New capabilities of SURE 2.0 on show at online event

Australia’s leading data custodians and users of linked data joined an online showcase of the new ways in which SURE 2.0 is supporting health research through improved data sharing and analysis capabilities.

‘SURE 2.0: Ready for the future of research’ was held online on July 27, bringing together more than 100 researchers, data users and data custodians to learn about the new capabilities SURE has established and the impact of research being conducted in SURE.

‘SURE 2.0: Ready for the future of research’ brought together researchers, data managers and custodians.

Attendees heard from Dr Merran Smith, Chief Executive of Population Health Research Network, SURE’s primary funding partner. Dr Smith spoke about the vital role SURE has played in the management of Australia’s linked health data since its establishment.

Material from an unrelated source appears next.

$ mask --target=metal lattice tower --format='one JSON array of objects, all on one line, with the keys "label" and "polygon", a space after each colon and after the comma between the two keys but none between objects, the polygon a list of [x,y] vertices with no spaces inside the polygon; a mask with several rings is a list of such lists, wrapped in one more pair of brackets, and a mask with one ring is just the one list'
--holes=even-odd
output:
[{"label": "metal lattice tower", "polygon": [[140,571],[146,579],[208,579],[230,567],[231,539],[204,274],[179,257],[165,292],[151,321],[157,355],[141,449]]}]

She also discussed the growing importance and complexity of linked data and how SURE can support its potential use by omics and AI research.

“I think there’ll be more clinical data, more omics data and more imaging data going forward,” Dr Smith said. “Data from biobanks is already being linked to population data, and that’s a sign of things to come.”

SURE’s steady growth in users and storage capacity, along with its open-access design, means that it can support this emerging data environment, Dr Smith said. “SURE’s infrastructure is essential for all of these health research futures.”

Matt Gorringe, Director of SURE, outlined the recent and planned improvements in SURE’s capabilities to support research. SURE’s virtual machines now have an “almost limitless” amount of memory available as well as new powerful computational hardware such as GPUs being used for machine learning and imaging analysis, with more upgrades to computing and storage coming soon.

“These improvements have extended SURE’s capabilities for custodians and users – there’s more than 650 users in SURE today, and more than 30 different data custodians that are making data available through SURE,” he said. “It’s now much more than just health data: there’s a lot of human services data and social services data too.”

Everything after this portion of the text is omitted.